同じ12月放送の『M-1グランプリ』(ABC・テレビ朝日系)や、秋放送の『キングオブコント』(TBS系)と比べたレベルの問題、審査方法や基準への疑問、ジワジワと下がっていく視聴率。さらに「そもそもジェンダー平等が叫ばれる時代に“女芸人”だけの賞レース自体がおかしい」という毎年恒例の批判を覆すためには、視聴率と支持の声を得るしかありません。
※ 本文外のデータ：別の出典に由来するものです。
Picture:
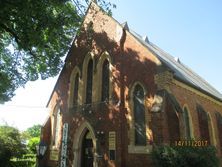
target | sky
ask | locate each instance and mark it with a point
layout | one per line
(190, 30)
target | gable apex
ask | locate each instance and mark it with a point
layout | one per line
(145, 38)
(125, 26)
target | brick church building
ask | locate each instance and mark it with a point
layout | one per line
(119, 94)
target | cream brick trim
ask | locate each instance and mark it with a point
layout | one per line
(75, 71)
(199, 93)
(132, 148)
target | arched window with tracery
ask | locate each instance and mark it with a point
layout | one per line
(89, 82)
(105, 81)
(203, 124)
(219, 128)
(187, 128)
(76, 90)
(56, 126)
(139, 115)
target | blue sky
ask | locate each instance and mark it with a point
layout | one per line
(190, 30)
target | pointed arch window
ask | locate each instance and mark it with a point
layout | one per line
(203, 124)
(105, 81)
(76, 90)
(89, 82)
(187, 129)
(219, 128)
(139, 116)
(56, 126)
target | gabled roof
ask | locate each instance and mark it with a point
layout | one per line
(181, 71)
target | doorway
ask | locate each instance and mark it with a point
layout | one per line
(87, 157)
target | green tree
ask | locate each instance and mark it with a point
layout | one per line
(34, 36)
(33, 131)
(10, 144)
(32, 143)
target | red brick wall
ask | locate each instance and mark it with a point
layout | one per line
(131, 62)
(191, 99)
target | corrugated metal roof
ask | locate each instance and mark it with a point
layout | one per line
(180, 70)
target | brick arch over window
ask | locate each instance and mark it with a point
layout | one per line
(188, 124)
(139, 115)
(173, 122)
(211, 130)
(74, 86)
(139, 132)
(56, 123)
(104, 77)
(89, 82)
(203, 124)
(219, 128)
(87, 79)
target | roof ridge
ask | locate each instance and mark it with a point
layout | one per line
(189, 71)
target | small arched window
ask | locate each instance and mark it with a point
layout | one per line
(203, 124)
(219, 128)
(186, 124)
(105, 81)
(76, 89)
(57, 121)
(89, 82)
(139, 116)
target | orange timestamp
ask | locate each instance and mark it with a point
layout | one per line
(191, 143)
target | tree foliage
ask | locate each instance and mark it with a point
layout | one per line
(33, 131)
(34, 36)
(33, 142)
(10, 144)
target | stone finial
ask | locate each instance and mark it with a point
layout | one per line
(95, 1)
(125, 26)
(177, 59)
(145, 38)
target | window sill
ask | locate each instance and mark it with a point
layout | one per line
(140, 149)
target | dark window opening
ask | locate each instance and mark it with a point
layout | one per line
(219, 128)
(76, 89)
(139, 116)
(89, 82)
(105, 81)
(186, 124)
(203, 124)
昨年が盛り上がりに欠けたことも影響してか、今年は放送曜日が12月第2週の月曜から休日の土曜に変更されました。これは視聴率と支持を得るための策であり、言い訳の効かない時間帯であることから、「これでダメなら……」という正念場なのです。
フィギュアと超一流料理人企画の危機
次にテレビ朝日は、『フィギュアグランプリファイナル2022』を放送。シーズンのトップを決める三大大会の1つであり、男子は宇野昌磨選手ら4人、女子は坂本花織選手ら3人、さらにペアで三浦璃来選手&木原龍一選手が出場します。
しかし、もともと冬季オリンピック直後のシーズンは話題が乏しい上に、ロシア勢の不在と羽生結弦さんの引退で、かつてのような盛り上がりがありません。有力選手の欠場や引退によって大会のレベルが下がっていると言われること、『グランプリファイナル』はコロナ禍で2年間中止だったこと、2026年のミラノ・コルティナダンペッツォ冬季五輪まで4年もあることなどから、テレビ中継の視聴率が下がっているだけでなく、フィギュアスケートの人気そのものが業界内で危惧されています。
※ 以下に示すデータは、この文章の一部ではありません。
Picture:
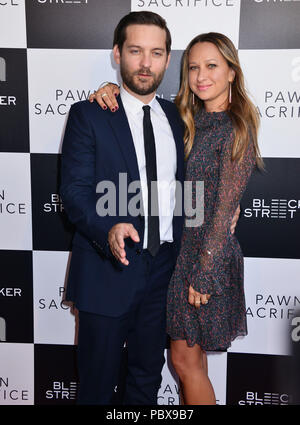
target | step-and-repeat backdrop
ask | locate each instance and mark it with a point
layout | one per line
(54, 53)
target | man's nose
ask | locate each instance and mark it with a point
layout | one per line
(146, 60)
(202, 74)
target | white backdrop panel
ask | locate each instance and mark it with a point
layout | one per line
(272, 296)
(16, 381)
(273, 79)
(56, 80)
(54, 322)
(15, 201)
(188, 18)
(12, 24)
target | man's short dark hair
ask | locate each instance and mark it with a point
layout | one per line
(140, 18)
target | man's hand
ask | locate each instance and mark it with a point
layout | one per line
(196, 299)
(116, 237)
(235, 219)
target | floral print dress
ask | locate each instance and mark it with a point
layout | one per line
(210, 259)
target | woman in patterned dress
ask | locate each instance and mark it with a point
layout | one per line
(206, 305)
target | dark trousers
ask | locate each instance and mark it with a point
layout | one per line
(101, 340)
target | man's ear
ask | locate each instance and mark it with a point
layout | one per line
(117, 54)
(168, 60)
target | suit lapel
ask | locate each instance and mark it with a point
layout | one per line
(120, 127)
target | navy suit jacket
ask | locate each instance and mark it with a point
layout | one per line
(98, 146)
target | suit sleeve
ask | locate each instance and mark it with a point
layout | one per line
(78, 185)
(206, 274)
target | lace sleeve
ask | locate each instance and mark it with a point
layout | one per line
(233, 178)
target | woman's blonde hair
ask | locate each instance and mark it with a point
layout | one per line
(243, 113)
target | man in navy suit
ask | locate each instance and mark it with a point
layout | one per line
(122, 262)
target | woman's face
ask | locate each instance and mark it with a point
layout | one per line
(209, 76)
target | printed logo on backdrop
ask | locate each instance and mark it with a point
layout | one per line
(270, 213)
(272, 387)
(281, 104)
(16, 321)
(187, 18)
(273, 306)
(56, 380)
(62, 391)
(57, 303)
(2, 69)
(51, 227)
(2, 329)
(260, 20)
(83, 24)
(13, 101)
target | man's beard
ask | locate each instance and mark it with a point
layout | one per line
(140, 88)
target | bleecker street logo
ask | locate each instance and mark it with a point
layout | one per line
(2, 69)
(273, 209)
(67, 2)
(2, 330)
(185, 3)
(11, 394)
(61, 391)
(254, 399)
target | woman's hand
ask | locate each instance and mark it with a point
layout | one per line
(106, 96)
(196, 299)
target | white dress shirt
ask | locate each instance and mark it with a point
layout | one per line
(165, 160)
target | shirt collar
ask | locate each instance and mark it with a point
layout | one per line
(135, 105)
今回は「日本勢が初の3種目制覇に挑む」などのトピックを前面に出していますが、それでどれだけ視聴率を得られるのか。オリンピックの花形競技だけにテレビ中継が消滅することは考えづらいものの、その扱いを左右しそうな岐路に立たされています。
TBSは『ジョブチューン』の2時間SPを放送。前回の放送でロイヤルホストのパンケーキをめぐって猛烈な批判を受けた「超一流料理人ジャッジ企画」が予定されています。
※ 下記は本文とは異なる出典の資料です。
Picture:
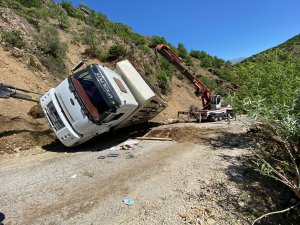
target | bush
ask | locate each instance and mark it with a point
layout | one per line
(71, 10)
(156, 40)
(182, 52)
(166, 67)
(31, 3)
(90, 39)
(63, 21)
(55, 66)
(269, 93)
(115, 52)
(54, 50)
(163, 81)
(13, 38)
(49, 42)
(198, 54)
(209, 83)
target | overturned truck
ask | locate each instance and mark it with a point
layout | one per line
(96, 100)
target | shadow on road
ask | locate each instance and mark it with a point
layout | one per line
(2, 218)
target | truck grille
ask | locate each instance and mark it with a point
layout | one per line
(53, 117)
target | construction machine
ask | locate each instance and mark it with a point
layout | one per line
(212, 108)
(7, 91)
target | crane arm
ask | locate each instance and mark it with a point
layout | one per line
(176, 61)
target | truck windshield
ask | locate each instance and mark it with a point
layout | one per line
(89, 94)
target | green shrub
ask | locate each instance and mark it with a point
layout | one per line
(55, 66)
(156, 40)
(189, 61)
(31, 3)
(207, 62)
(48, 41)
(166, 67)
(54, 50)
(209, 83)
(269, 93)
(13, 38)
(71, 10)
(90, 39)
(162, 80)
(115, 52)
(63, 21)
(182, 52)
(198, 54)
(137, 39)
(144, 49)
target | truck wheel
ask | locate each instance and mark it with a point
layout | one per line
(212, 119)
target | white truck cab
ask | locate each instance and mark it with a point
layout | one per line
(95, 100)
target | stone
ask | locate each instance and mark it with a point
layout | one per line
(34, 62)
(17, 53)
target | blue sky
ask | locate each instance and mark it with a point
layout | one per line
(226, 28)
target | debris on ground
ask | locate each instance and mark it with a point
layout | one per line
(128, 201)
(129, 156)
(111, 155)
(89, 174)
(36, 112)
(74, 176)
(127, 145)
(154, 138)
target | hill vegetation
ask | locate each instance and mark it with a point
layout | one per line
(105, 40)
(268, 82)
(269, 92)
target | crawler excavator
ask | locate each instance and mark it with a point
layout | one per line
(212, 109)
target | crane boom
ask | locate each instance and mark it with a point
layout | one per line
(176, 61)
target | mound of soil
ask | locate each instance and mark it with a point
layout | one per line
(18, 134)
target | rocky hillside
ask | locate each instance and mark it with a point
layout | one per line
(42, 40)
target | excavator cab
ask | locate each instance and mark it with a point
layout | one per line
(215, 102)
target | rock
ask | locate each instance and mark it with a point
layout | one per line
(17, 150)
(17, 53)
(193, 221)
(182, 215)
(36, 112)
(242, 204)
(210, 221)
(34, 62)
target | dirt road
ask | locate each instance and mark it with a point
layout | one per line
(170, 182)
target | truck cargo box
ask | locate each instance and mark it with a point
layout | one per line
(150, 104)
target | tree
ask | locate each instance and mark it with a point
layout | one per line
(156, 40)
(269, 93)
(182, 52)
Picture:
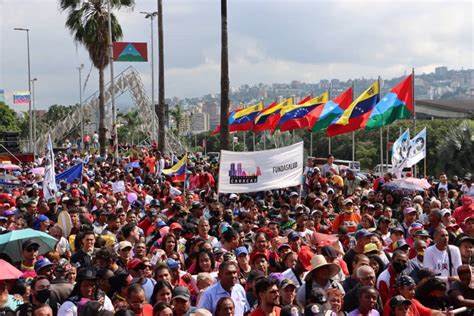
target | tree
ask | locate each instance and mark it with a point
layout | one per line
(9, 121)
(177, 115)
(224, 132)
(88, 22)
(161, 82)
(455, 150)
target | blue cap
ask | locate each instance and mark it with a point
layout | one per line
(42, 263)
(160, 224)
(172, 264)
(362, 233)
(241, 250)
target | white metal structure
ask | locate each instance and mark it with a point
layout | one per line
(127, 81)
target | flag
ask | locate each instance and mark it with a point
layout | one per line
(397, 104)
(49, 180)
(417, 150)
(71, 174)
(400, 151)
(21, 97)
(356, 115)
(177, 173)
(294, 116)
(322, 116)
(243, 120)
(269, 117)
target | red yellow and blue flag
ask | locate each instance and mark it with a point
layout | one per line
(356, 115)
(243, 120)
(294, 116)
(322, 116)
(177, 173)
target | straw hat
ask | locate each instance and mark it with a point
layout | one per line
(317, 262)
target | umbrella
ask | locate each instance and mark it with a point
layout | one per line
(11, 242)
(9, 272)
(38, 171)
(9, 166)
(409, 183)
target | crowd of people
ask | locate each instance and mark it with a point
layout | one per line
(339, 244)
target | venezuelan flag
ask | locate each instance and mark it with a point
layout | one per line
(397, 104)
(177, 173)
(294, 116)
(243, 120)
(322, 116)
(357, 114)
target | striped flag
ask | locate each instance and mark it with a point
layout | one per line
(21, 97)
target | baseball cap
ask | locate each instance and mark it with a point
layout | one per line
(370, 247)
(181, 292)
(293, 235)
(241, 250)
(404, 280)
(409, 210)
(134, 264)
(329, 251)
(362, 233)
(398, 300)
(42, 263)
(287, 282)
(125, 244)
(172, 264)
(445, 211)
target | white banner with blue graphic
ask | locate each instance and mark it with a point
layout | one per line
(242, 172)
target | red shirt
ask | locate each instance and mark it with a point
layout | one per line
(259, 312)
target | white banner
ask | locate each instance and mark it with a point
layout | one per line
(400, 151)
(49, 181)
(417, 149)
(241, 172)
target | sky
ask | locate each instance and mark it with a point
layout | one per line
(270, 41)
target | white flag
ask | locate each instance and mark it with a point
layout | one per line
(49, 181)
(400, 151)
(417, 149)
(241, 172)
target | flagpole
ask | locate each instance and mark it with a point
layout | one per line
(329, 137)
(388, 139)
(414, 110)
(353, 133)
(381, 135)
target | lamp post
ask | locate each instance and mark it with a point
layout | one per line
(151, 16)
(112, 88)
(80, 102)
(30, 143)
(34, 114)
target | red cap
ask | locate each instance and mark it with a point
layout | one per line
(305, 256)
(132, 264)
(176, 226)
(255, 255)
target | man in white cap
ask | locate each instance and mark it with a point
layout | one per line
(320, 276)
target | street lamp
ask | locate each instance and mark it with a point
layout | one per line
(30, 144)
(151, 16)
(80, 102)
(34, 113)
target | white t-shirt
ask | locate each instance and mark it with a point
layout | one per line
(438, 261)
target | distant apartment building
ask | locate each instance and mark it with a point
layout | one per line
(200, 122)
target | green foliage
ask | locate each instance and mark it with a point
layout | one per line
(9, 121)
(450, 144)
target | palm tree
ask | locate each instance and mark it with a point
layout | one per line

同企画はこの約5年間、ネット上に否定的な声があがり続けている上に、今年1月にもコンビニのおにぎりをめぐって批判を浴びていました。さらに今回の対象は飲食チェーンではなく、レトルト調味料の味の素「Cook Do」シリーズ。完成した料理ではない上に、より視聴者に近い商品だけに、超一流料理人たちのジャッジやコメントに批判が飛び交うリスクは高く、今後の放送を左右しそうなムードが漂っています。